No, there were limits to what he’d do for the Twins. And there were limits to what the Twins could demand, because when it came down to battle in some pumping artery or up in someone’s brain, throwing down in desperate battle with Kerouac or Vincent—wait. He’d forgotten: Kerouac was out. Kind of a shame, really. Kerouac had serious game.

Well, as long as Vincent was still twitching and still undefeated, the Twins couldn’t say shit to Bug Man.

So, no, the Bug Man was not going to let some other newbie nanobot handler crawl up inside him while Jessica was crawling all over him. Sorry. Not happening.

Jessica shivered a little but shed her coat.

Bug Man locked the door.

“What do you want today, baby?” Bug Man asked, pulling her toward him.

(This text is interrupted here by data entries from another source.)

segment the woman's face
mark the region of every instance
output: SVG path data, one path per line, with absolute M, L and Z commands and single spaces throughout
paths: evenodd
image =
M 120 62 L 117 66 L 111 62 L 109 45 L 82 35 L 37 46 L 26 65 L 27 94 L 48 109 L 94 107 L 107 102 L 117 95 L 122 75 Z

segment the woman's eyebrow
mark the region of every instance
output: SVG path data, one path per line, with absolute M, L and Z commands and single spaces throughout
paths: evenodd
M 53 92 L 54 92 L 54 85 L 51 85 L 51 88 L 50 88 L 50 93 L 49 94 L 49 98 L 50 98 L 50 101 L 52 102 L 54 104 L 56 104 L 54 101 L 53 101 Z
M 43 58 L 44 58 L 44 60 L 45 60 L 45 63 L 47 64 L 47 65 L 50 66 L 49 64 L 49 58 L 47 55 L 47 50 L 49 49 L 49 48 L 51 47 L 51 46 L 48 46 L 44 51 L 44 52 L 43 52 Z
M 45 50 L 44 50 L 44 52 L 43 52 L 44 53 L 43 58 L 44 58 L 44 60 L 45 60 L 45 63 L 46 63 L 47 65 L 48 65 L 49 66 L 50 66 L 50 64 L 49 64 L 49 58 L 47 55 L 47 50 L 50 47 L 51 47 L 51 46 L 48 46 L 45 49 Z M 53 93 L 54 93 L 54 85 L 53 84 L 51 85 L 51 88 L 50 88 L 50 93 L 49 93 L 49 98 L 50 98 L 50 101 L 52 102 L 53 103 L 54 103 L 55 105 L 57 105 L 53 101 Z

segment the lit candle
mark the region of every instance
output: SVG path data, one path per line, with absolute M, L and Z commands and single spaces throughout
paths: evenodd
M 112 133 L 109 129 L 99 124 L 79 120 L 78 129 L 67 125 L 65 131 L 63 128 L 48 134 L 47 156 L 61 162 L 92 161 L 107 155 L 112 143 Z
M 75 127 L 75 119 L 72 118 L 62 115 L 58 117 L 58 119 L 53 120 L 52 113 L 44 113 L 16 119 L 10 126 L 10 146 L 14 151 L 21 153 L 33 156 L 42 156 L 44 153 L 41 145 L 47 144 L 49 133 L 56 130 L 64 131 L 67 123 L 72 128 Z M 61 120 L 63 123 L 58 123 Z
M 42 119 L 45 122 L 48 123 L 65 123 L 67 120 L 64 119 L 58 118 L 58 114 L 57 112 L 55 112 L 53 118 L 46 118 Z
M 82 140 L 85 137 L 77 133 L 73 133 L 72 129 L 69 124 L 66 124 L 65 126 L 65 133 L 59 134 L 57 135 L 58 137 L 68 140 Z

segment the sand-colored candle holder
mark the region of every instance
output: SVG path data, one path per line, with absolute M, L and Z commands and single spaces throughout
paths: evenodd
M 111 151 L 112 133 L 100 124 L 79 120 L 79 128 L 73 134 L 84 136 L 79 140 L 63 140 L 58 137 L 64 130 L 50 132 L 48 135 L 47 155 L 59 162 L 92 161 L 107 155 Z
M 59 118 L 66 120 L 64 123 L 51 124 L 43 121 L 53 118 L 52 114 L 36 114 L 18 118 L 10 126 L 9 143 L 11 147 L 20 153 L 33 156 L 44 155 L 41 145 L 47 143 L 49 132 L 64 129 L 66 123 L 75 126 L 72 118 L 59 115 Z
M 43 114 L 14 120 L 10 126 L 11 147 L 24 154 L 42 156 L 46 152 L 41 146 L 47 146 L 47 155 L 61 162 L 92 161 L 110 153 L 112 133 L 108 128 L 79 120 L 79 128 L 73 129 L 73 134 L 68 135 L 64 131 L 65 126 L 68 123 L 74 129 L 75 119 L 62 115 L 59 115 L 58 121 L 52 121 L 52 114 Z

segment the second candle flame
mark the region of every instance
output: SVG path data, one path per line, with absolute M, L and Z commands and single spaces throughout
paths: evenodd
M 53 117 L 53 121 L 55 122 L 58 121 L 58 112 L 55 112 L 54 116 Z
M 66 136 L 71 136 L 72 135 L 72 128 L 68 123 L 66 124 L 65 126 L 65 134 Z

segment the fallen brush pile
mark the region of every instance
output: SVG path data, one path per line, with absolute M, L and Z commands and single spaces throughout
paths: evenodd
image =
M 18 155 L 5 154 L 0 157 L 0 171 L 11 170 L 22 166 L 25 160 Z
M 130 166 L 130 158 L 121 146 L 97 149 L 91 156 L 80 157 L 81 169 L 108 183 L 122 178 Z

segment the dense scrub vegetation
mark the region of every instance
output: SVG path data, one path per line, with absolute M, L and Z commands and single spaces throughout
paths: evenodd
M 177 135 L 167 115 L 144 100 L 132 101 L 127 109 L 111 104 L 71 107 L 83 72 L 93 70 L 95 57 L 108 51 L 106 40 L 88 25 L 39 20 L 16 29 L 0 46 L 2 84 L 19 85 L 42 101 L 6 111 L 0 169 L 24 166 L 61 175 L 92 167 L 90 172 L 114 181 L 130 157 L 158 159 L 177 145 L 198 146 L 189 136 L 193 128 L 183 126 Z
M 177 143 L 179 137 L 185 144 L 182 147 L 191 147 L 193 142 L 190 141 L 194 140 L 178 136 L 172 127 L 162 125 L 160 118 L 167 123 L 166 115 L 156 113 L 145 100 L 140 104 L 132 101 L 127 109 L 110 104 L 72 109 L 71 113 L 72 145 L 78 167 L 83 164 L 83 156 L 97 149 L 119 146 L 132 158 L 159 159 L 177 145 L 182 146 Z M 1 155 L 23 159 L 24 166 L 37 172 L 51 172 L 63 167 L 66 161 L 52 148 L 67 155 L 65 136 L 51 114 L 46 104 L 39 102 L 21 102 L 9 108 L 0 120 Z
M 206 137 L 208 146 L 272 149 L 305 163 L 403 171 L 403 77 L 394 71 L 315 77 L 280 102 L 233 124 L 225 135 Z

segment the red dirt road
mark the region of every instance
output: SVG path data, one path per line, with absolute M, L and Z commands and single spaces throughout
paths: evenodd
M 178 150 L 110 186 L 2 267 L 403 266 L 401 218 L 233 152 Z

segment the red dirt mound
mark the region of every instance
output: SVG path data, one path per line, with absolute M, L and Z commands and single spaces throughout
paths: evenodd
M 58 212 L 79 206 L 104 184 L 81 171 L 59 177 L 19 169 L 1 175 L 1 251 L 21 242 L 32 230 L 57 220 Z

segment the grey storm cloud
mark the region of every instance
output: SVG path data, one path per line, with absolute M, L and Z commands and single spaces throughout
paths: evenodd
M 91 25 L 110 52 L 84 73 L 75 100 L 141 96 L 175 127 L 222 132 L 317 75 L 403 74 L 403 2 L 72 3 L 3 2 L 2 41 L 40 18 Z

“Whatever you want,” she whispered.

“Yeah. I thought you might say that.”

A soft trilling sound came from behind the shoji screen. Bug Man hesitated. “No,” he said.

The tone sounded again, louder.

“Hell, no,” he snapped.

“Don’t go,” Jessica said.

“Believe me when I say I don’t want to,” Bug Man said. “Believe that. Don’t move. I mean, you can move, but mostly in a way that involves your having less clothing on. Let me just go see what this is.”

He walked a bit awkwardly from the bed to the concealed computer. A tiny red exclamation point pulsed in the upper-right corner of the screen. Bug Man cursed again. But he sat down in the chair, popped earbuds in, and tapped in a thirty-two-character code.